I want to convert all boolean columns in my pandas dataframe into 0 and 1 by using pd.get_dummies. However, the boolean values stay the same after the get_dummies function.
For example:
tmp = pd.DataFrame([
['green' , True],
['red' , False],
['blue' , True]])
tmp.columns = ['color', 'class']
pd.get_dummies(tmp)
# I have also tried pd.get_dummies(tmp, dtype=int), but got the same output
I got:
class color_blue color_green color_red
0 True 0 1 0
1 False 0 0 1
2 True 1 0 0
but I need:
color_blue color_green color_red class_True class_False
0 0 1 0 1 0
1 0 0 1 0 1
2 1 0 0 1 0
update: My dataframe includes numeric data so convert all columns in the dataframe into string may not be the best soluion.
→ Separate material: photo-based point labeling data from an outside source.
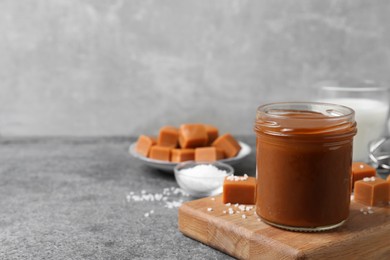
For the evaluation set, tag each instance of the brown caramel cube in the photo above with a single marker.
(192, 135)
(241, 190)
(181, 155)
(144, 144)
(228, 145)
(168, 136)
(212, 133)
(360, 171)
(208, 154)
(160, 153)
(372, 191)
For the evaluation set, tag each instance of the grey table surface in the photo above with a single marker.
(79, 198)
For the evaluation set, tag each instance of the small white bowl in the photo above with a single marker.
(202, 181)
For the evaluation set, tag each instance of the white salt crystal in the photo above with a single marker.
(203, 178)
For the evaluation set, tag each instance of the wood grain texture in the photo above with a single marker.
(363, 236)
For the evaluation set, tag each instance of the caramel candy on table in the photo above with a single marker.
(241, 190)
(160, 153)
(168, 136)
(212, 133)
(361, 170)
(181, 155)
(144, 144)
(192, 135)
(228, 145)
(208, 154)
(372, 191)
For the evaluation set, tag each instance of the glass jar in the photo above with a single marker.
(304, 157)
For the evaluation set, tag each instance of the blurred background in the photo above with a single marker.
(117, 67)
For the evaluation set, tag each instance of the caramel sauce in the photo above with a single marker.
(304, 168)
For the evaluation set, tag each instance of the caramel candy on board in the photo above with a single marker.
(144, 144)
(228, 145)
(208, 154)
(160, 153)
(241, 190)
(212, 133)
(361, 170)
(192, 135)
(181, 155)
(168, 136)
(372, 191)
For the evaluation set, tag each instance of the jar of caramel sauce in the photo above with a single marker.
(304, 157)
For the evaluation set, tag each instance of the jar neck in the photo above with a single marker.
(305, 120)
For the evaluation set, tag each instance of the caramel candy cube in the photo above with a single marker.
(360, 171)
(192, 135)
(212, 133)
(144, 144)
(372, 191)
(228, 145)
(208, 154)
(168, 136)
(160, 153)
(241, 190)
(181, 155)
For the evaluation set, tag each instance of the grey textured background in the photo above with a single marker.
(107, 67)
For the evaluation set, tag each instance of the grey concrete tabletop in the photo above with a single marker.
(87, 198)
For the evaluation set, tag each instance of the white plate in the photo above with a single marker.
(168, 166)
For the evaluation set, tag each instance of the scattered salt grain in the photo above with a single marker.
(237, 178)
(242, 207)
(368, 179)
(169, 198)
(367, 210)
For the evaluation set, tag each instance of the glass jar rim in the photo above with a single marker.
(333, 111)
(305, 119)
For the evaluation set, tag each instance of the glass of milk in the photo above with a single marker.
(371, 104)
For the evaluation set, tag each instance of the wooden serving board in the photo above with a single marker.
(363, 236)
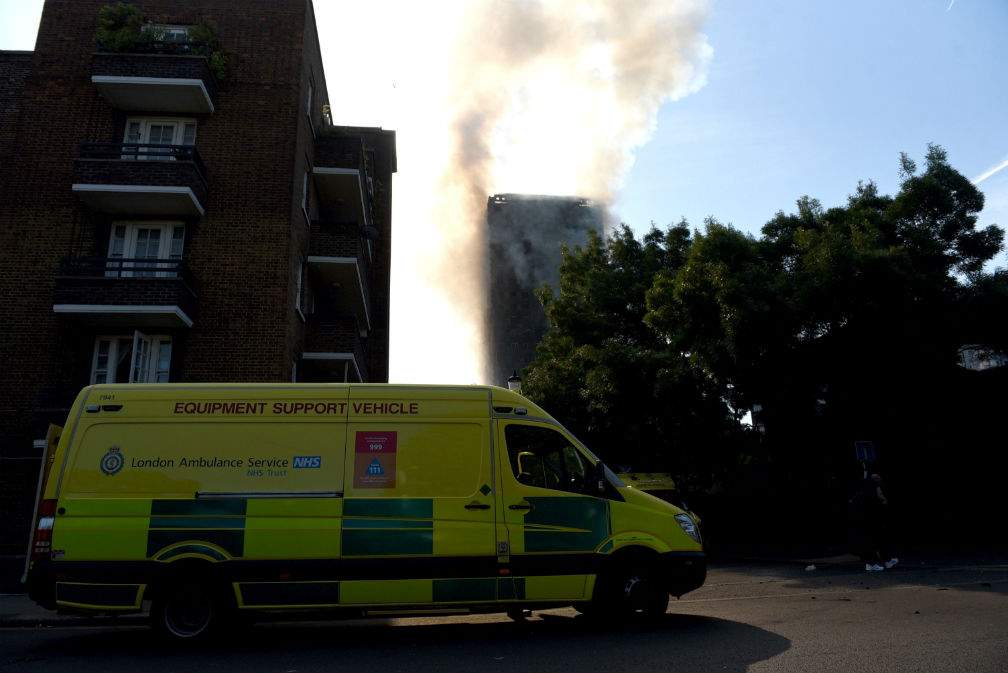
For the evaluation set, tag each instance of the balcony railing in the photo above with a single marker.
(142, 291)
(144, 152)
(117, 267)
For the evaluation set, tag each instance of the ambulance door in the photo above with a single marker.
(418, 524)
(554, 525)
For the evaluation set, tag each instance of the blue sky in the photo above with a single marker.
(805, 97)
(810, 97)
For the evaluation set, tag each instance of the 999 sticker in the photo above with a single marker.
(374, 459)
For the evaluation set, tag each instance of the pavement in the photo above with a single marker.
(756, 617)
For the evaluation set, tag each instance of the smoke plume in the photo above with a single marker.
(516, 96)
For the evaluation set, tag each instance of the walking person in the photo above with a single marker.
(879, 525)
(869, 519)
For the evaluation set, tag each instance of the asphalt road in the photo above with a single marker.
(746, 618)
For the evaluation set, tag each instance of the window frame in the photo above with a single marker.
(143, 135)
(164, 252)
(154, 343)
(586, 461)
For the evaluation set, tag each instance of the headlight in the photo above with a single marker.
(687, 526)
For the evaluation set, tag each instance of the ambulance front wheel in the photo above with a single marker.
(629, 589)
(185, 611)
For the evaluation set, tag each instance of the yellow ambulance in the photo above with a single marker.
(214, 501)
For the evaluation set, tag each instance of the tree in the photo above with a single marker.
(842, 323)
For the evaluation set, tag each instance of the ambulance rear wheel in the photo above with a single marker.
(185, 611)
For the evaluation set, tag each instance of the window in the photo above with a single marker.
(542, 457)
(304, 194)
(300, 287)
(137, 359)
(159, 132)
(136, 249)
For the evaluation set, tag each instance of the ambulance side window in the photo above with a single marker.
(542, 457)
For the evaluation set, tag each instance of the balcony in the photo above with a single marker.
(334, 350)
(141, 179)
(161, 83)
(343, 180)
(125, 292)
(340, 268)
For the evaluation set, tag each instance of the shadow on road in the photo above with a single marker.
(550, 643)
(992, 578)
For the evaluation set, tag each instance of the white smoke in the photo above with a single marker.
(492, 97)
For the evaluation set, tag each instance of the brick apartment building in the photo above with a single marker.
(163, 218)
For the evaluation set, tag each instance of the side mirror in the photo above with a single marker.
(599, 477)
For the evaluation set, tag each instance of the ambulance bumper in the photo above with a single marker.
(683, 571)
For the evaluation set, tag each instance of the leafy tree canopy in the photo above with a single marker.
(831, 323)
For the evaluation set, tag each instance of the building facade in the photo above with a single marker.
(525, 235)
(175, 205)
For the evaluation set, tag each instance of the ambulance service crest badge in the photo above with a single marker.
(112, 461)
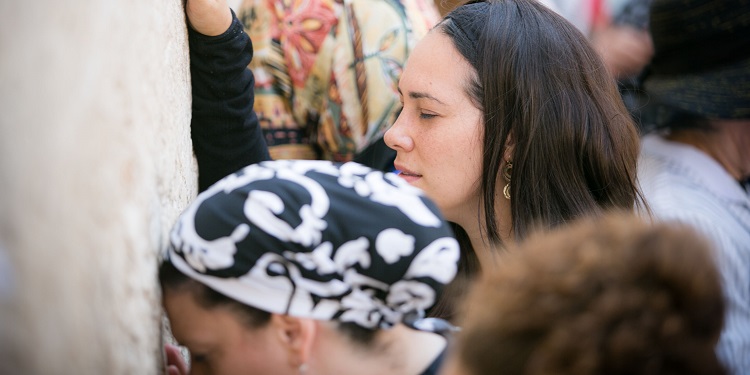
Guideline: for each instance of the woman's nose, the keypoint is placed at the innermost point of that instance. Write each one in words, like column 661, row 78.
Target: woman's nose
column 396, row 137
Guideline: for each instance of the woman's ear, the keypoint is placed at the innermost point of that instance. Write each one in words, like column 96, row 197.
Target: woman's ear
column 296, row 335
column 510, row 146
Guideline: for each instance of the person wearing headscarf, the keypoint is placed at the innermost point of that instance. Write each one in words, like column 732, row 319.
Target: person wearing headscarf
column 308, row 266
column 694, row 168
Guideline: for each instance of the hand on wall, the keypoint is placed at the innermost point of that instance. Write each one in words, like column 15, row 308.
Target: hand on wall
column 209, row 17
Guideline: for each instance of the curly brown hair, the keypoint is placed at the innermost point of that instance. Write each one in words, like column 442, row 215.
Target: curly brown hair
column 613, row 295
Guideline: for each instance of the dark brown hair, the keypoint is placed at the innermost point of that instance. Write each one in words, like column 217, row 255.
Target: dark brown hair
column 608, row 295
column 542, row 87
column 171, row 279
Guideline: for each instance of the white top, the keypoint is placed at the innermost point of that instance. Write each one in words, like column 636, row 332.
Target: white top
column 684, row 184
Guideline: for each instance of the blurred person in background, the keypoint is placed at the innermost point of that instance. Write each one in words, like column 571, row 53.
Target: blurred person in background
column 694, row 167
column 326, row 73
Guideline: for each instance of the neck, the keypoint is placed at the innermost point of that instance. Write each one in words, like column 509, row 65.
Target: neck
column 399, row 351
column 487, row 253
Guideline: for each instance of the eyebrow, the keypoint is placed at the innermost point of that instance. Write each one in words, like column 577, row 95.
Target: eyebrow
column 420, row 95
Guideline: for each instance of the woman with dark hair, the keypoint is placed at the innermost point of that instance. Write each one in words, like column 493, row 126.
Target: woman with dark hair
column 609, row 295
column 287, row 267
column 511, row 121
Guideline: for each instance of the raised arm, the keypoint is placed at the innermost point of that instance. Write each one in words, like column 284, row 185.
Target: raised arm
column 225, row 130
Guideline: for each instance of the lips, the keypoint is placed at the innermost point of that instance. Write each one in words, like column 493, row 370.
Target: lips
column 408, row 175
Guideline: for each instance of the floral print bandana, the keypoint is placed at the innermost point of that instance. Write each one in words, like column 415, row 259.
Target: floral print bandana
column 317, row 239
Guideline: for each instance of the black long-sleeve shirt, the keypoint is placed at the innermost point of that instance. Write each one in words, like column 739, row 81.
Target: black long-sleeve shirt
column 225, row 130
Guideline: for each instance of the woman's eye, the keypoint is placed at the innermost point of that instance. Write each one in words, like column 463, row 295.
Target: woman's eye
column 197, row 358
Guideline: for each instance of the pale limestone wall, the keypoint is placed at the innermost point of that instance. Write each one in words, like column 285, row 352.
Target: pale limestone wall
column 95, row 165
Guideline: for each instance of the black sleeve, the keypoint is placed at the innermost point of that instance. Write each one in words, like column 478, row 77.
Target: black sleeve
column 225, row 130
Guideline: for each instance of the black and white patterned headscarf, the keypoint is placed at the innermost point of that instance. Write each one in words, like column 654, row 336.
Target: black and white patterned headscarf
column 319, row 240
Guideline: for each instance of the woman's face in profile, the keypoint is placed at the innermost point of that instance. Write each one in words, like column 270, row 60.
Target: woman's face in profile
column 438, row 134
column 220, row 342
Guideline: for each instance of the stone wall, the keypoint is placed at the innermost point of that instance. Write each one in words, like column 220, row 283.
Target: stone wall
column 95, row 165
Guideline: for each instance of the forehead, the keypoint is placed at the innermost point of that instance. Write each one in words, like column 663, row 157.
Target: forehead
column 435, row 66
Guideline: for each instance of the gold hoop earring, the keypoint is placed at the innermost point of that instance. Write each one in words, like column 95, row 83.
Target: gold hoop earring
column 506, row 173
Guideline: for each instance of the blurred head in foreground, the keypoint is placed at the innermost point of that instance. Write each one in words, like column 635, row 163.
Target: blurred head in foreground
column 308, row 266
column 612, row 296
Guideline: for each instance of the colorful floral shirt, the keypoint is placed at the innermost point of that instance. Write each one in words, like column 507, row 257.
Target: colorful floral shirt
column 327, row 70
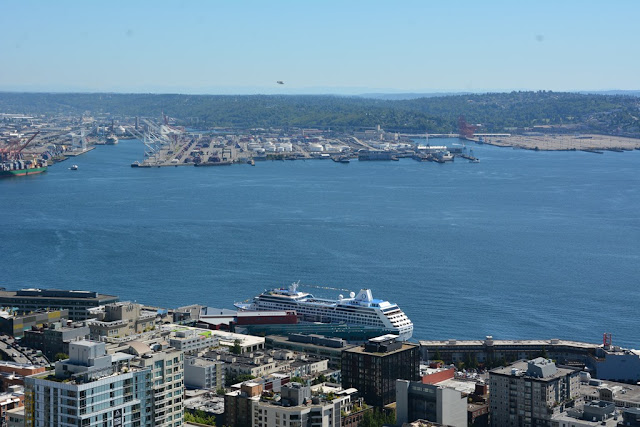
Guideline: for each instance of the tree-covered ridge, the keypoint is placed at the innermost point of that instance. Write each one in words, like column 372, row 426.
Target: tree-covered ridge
column 495, row 111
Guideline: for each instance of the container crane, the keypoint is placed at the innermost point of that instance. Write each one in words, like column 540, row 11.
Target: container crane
column 10, row 154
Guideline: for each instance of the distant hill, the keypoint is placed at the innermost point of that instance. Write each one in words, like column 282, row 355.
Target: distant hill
column 404, row 96
column 610, row 114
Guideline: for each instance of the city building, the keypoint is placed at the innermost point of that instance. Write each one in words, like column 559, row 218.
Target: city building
column 54, row 338
column 120, row 319
column 622, row 395
column 14, row 324
column 193, row 340
column 166, row 365
column 203, row 373
column 76, row 302
column 529, row 393
column 211, row 338
column 314, row 345
column 416, row 401
column 10, row 400
column 631, row 417
column 15, row 417
column 605, row 361
column 238, row 405
column 374, row 367
column 13, row 374
column 90, row 388
column 489, row 350
column 298, row 408
column 591, row 414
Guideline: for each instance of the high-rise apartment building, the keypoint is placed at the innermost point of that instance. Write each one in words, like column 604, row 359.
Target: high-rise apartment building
column 89, row 389
column 374, row 368
column 525, row 392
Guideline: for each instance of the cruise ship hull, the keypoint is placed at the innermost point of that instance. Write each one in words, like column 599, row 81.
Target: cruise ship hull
column 362, row 310
column 22, row 172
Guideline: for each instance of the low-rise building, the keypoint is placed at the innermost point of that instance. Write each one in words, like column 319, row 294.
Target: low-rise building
column 54, row 338
column 192, row 340
column 15, row 324
column 433, row 402
column 298, row 408
column 314, row 345
column 76, row 302
column 238, row 405
column 10, row 400
column 120, row 319
column 203, row 373
column 15, row 417
column 591, row 414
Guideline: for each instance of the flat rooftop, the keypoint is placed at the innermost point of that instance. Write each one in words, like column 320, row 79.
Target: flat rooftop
column 508, row 343
column 621, row 391
column 64, row 295
column 523, row 365
column 360, row 349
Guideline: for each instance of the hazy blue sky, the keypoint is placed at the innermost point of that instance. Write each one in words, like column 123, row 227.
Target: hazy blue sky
column 318, row 46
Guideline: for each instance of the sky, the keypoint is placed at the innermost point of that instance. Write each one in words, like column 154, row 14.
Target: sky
column 313, row 46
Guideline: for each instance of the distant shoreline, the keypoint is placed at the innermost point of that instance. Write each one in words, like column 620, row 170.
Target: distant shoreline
column 589, row 142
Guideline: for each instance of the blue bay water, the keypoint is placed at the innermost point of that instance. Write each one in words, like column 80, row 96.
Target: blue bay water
column 521, row 245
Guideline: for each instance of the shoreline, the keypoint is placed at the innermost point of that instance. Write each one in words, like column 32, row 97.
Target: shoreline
column 587, row 142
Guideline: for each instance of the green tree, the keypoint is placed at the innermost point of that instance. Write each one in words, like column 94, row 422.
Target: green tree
column 377, row 418
column 237, row 348
column 200, row 417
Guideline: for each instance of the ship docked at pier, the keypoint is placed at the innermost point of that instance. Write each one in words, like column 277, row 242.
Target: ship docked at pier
column 361, row 309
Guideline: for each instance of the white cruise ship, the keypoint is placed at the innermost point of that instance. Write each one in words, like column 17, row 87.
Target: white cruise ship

CodePudding user response:
For processing boolean columns convert them to strings (here are converted all columns):
print (pd.get_dummies(tmp.astype(str)))
color_blue color_green color_red class_False class_True
0 0 1 0 0 1
1 0 0 1 1 0
2 1 0 0 0 1
Of convert only boolean:
print (pd.get_dummies(tmp.astype({'class':'str'})))
color_blue color_green color_red class_False class_True
0 0 1 0 0 1
1 0 0 1 1 0
2 1 0 0 0 1
You can create dictionary only for boolean columns:
d = dict.fromkeys(tmp.select_dtypes('bool').columns, 'str')
print (pd.get_dummies(tmp.astype(d)))